Nutrition Facts : Calories 637 calories, Fat 31g fat (18g saturated fat), Cholesterol 28mg cholesterol, Sodium 335mg sodium, Carbohydrate 87g carbohydrate (66g sugars, Fiber 3g fiber), Protein 5g protein.
Tips:
- Choose the right citrus fruits: Use a variety of citrus fruits to create a complex and flavorful sherbet. Grapefruit, oranges, lemons, and limes are all good choices.
- Get the most juice out of your citrus fruits: Use a citrus juicer to extract the maximum amount of juice from your fruits. If you don't have a citrus juicer, you can also use a regular juicer or a blender.
- Strain the citrus juice: Strain the citrus juice through a fine-mesh sieve to remove any pulp or seeds.
- Chill the citrus juice: Chill the citrus juice for at least 30 minutes before making the sherbet. This will help the sherbet to freeze more quickly and smoothly.
- Use a good quality ice cream maker: An ice cream maker is essential for making sherbet. Make sure to use a good quality ice cream maker that is capable of freezing the sherbet quickly and evenly.
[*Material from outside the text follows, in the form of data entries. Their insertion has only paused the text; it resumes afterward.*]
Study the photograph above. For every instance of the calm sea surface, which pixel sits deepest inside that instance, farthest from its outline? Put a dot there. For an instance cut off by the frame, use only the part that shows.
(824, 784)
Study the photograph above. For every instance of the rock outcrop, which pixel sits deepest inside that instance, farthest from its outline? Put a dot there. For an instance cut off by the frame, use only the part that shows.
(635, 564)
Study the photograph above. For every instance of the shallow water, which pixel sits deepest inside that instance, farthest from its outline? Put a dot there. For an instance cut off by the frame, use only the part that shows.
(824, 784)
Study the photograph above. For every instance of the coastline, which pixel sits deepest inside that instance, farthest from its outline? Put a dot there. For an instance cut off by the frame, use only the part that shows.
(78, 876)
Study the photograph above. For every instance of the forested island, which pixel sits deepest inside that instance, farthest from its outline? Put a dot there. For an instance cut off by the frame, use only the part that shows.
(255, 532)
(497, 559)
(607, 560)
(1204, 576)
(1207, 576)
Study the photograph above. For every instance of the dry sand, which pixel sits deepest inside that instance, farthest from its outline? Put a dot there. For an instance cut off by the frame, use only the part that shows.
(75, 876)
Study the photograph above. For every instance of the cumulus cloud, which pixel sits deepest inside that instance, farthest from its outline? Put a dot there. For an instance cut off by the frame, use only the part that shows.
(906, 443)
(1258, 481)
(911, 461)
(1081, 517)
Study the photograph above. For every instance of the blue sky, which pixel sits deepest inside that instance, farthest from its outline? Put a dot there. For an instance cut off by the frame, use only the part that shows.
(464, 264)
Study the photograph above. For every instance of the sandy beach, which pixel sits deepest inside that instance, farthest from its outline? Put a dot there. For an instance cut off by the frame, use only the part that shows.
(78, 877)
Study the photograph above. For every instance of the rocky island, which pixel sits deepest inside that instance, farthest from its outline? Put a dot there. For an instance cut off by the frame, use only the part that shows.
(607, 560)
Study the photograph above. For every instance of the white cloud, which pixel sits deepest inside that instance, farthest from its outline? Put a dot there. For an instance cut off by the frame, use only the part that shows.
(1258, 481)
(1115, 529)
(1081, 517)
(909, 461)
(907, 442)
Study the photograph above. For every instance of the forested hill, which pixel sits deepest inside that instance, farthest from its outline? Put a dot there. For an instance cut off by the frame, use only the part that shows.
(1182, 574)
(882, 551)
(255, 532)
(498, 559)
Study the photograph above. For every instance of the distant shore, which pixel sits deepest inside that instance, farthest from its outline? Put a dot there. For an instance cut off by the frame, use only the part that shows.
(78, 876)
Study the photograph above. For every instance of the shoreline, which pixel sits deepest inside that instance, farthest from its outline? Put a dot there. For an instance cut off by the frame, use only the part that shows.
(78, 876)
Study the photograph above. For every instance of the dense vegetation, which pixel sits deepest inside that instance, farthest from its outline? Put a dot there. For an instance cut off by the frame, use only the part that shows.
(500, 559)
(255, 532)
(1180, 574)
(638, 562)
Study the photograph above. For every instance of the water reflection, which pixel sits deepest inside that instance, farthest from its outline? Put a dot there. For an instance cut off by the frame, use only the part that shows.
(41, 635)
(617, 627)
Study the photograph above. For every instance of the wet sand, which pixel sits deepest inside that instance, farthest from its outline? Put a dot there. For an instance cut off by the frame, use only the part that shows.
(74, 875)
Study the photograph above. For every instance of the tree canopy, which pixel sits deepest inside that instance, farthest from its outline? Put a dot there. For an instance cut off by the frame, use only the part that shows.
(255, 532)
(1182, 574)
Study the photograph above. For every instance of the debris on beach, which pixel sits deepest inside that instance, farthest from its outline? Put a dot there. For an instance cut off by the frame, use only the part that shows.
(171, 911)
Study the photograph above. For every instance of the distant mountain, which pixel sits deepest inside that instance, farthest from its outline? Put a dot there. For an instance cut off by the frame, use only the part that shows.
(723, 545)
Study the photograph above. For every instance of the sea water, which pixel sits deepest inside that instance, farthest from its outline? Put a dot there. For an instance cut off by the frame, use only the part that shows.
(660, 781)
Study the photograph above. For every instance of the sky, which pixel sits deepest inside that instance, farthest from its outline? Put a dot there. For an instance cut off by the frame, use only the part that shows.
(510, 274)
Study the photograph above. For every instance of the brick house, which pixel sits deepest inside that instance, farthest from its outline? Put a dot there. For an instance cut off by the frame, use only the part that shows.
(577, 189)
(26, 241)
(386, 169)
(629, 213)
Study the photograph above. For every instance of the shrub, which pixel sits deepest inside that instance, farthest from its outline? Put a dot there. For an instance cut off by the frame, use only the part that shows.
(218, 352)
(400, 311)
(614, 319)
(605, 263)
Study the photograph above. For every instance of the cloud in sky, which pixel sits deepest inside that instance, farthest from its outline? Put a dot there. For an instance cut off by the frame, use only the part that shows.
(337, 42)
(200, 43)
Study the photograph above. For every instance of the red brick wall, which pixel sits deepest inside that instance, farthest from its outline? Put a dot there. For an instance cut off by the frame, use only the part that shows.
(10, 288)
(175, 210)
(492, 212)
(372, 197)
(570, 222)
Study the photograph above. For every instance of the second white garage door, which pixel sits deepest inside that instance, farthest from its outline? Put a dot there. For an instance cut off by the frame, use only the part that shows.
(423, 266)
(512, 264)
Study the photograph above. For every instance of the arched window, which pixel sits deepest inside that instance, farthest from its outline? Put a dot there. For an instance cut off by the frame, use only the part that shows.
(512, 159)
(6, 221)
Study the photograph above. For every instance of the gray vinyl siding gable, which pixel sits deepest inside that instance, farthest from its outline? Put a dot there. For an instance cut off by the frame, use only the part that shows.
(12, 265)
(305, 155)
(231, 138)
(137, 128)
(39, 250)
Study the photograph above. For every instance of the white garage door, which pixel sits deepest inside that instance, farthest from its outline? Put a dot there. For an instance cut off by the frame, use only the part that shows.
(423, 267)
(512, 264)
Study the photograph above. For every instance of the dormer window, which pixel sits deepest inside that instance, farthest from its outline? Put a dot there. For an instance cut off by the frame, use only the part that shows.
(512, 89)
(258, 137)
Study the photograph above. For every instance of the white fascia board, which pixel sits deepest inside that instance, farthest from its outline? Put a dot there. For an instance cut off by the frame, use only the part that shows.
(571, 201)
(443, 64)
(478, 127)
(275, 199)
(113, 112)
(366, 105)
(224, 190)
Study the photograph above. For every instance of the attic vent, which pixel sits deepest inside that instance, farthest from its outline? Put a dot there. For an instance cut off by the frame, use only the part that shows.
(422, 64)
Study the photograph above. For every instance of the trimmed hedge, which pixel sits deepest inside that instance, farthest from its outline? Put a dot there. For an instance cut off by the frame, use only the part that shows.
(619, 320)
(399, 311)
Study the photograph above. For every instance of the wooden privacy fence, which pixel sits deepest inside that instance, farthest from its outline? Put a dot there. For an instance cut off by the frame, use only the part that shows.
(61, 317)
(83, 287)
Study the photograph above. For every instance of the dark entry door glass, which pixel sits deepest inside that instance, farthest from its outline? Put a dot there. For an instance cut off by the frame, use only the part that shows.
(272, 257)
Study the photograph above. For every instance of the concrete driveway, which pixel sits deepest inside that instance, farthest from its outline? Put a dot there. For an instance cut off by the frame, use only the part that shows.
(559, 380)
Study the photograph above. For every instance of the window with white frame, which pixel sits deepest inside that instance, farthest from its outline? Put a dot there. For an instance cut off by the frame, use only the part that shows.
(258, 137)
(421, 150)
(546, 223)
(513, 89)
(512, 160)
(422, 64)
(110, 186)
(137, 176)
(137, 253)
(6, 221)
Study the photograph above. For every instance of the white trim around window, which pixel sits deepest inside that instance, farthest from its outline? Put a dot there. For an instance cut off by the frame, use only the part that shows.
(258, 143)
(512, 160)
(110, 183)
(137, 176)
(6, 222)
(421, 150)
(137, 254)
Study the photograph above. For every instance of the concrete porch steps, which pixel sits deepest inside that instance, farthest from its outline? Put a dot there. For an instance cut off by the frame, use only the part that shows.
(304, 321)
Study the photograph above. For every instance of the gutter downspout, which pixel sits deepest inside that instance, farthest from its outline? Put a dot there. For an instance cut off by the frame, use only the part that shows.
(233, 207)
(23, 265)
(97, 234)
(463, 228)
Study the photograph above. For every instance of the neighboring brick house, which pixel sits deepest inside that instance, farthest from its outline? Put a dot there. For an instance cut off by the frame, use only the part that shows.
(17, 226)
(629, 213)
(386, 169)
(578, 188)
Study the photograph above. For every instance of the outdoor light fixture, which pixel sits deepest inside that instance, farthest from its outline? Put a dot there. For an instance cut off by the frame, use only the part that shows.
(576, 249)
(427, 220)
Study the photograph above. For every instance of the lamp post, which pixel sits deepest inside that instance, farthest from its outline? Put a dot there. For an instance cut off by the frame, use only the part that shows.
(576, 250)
- Churn the sherbet until it is thick and creamy: Churn the sherbet in the ice cream maker for at least 20 minutes, or until it is thick and creamy. Do not over-churn the sherbet, or it will become icy.
- Transfer the sherbet to a freezer-safe container: Transfer the sherbet to a freezer-safe container and freeze it for at least 4 hours before serving.
Conclusion:
Citrus sherbet torte is a delicious and refreshing dessert that is perfect for any occasion. It is easy to make and can be customized to your liking. With a little planning and effort, you can create a citrus sherbet torte that will impress your family and friends.